The Shadow Queen (Ravenspire, #1)

Kol sprinted around the corner of the house and launched himself in front of Lorelai as a group of soldiers, taking advantage of Lorelai’s momentary distraction, cut themselves loose and attacked.

Why did Ada scream? Lorelai asked, dreading the answer until she saw that Kol didn’t know. As soon as he’d seen that Lorelai was under attack, he’d abandoned his mission in favor of defending her.

So what had scared Ada? The sight of soldiers running toward her husband? Before she could figure out the answer, another wave of attackers rushed onto the property and straight for Lorelai.

Sasha screamed in fury and attacked, colliding with a woman and then whirling midair to dive toward another.

Kol was a blur of motion. He spun into one man and then sent a woman to her knees. Lorelai ducked as a sword fell toward her neck, and then Kol was there, grabbing the sword with his bare hands.

She cried out a warning, but Kol didn’t need it. The heat from the dragon’s fire in his chest had spread throughout his body, and the blade melted as he held it.

Lorelai somersaulted beneath another sword and slammed her hands onto the ground again, desperately calling up more vines, trying hard not to use her magic to hurt those who were only fighting because a mardushka had bespelled them.
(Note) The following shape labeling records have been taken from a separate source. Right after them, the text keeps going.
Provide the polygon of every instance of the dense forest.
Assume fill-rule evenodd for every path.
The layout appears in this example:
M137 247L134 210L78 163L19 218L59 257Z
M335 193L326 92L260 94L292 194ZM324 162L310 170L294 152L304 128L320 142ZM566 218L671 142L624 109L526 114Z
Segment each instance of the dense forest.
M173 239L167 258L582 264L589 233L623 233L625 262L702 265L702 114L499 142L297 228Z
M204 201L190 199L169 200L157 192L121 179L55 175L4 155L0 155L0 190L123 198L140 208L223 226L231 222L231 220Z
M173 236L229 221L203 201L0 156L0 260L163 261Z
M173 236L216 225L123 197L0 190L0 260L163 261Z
No matter how many vines she called forth, however, more soldiers kept coming. And not only soldiers, she realized. Nobility. Upper gentry. Peasants. Even children.

A chill swept over her. She couldn’t defeat them all without injuring them. There were too many, and she didn’t dare use up her strength when she still needed to face Irina. She had to stop fighting and start running.

It was time to flee this cottage.

Let’s go, she said to Kol, but he ignored her in favor of launching himself at a well-dressed man in a silk cravat who was coming at Lorelai with an upraised cane.

These are innocent people, and we can’t defeat them without hurting them. Are you listening to me? Kol!

She felt the change in him before she saw it. The darkening of his mind. The burn of agony that ignited his dragon heart. The cold, precise thoughts of a predator.

He turned toward her, his amber eyes feral.

Run. His voice was guttural and hoarse. Prey.

Don’t let Irina have you. Fight this, Kol. Her heart pounded and magic screamed through her blood as she reached for him. She wasn’t going to lose him. She wasn’t going to lose another person she cared about to Irina. A flicker of awareness crossed his face as she stepped toward him, followed immediately by horrified fear.

And then his thoughts opened wide to her, and it wasn’t his voice anymore. It was Irina’s.

The Eldrian king is mine. Gabril and his family are mine. My guards have them halfway to the castle by now. You have no one left. You’re a little fledgling mardushka, and you are no match for me.

Lorelai lunged for Kol, her hands reaching, but he was gone. Twisting away from her. Running toward the castle. Following the crowd of soldiers who’d already taken Gabril and his family to Irina.




THIRTY-SEVEN


“KOL!” LORELAI YELLED, but it was too late. He was too fast, and she was surrounded by a throng of bespelled people determined to kill her to satisfy their queen.

She threw herself to the side, narrowly avoiding a woman who came at her with an ax clutched in one hand and a baby on her hip. Three men old enough to be grandfathers lunged at her from behind, and she flipped forward only to dive into a shoulder roll when a girl who couldn’t be older than twelve ran at her with a shard of metal in her hand.

Gabril and his family would be nearly at the castle by now. Kol’s mind was a cold, dark place that refused to acknowledge her.

And the crowd around her kept doubling in size as more people thronged to the cottage, makeshift weapons in their hands.

Lorelai needed a way out. Fast.

Someone knocked into her, and she rolled forward, coming up on her hands and knees, only to be sent sprawling by a well-aimed boot to her back.

She whirled to avoid a sword, and it plunged into the ground beside her face.

Before she could move, a woman fell on her, and then two more piled on, pinning Lorelai to the ground as they grappled for her neck.

Lorelai shoved her palms against the ground and screamed, “Pros`rashk!”

The grass caved inward, an enormous, mouthlike circle with Lorelai at its center, and then exploded outward like a giant exhaling a gale force wind.

The throng that had been closing in on Lorelai flew backward, crashing into the cottage, the fence, and the trees, and lying dazed.

Lorelai lunged to her feet, cringing at the injuries she saw. Blood. Some broken bones. And already, the crowd that had been on the fringes was climbing over their fallen comrades and coming for her—a solid wall of people in every direction.

She couldn’t afford another huge drain on her magic. Even when working with a willing heart, magic took its toll. She needed her energy for Irina.

Magic couldn’t save her, but she’d spent the last nine years of her life saving herself without ever relying on the power that ran through her blood.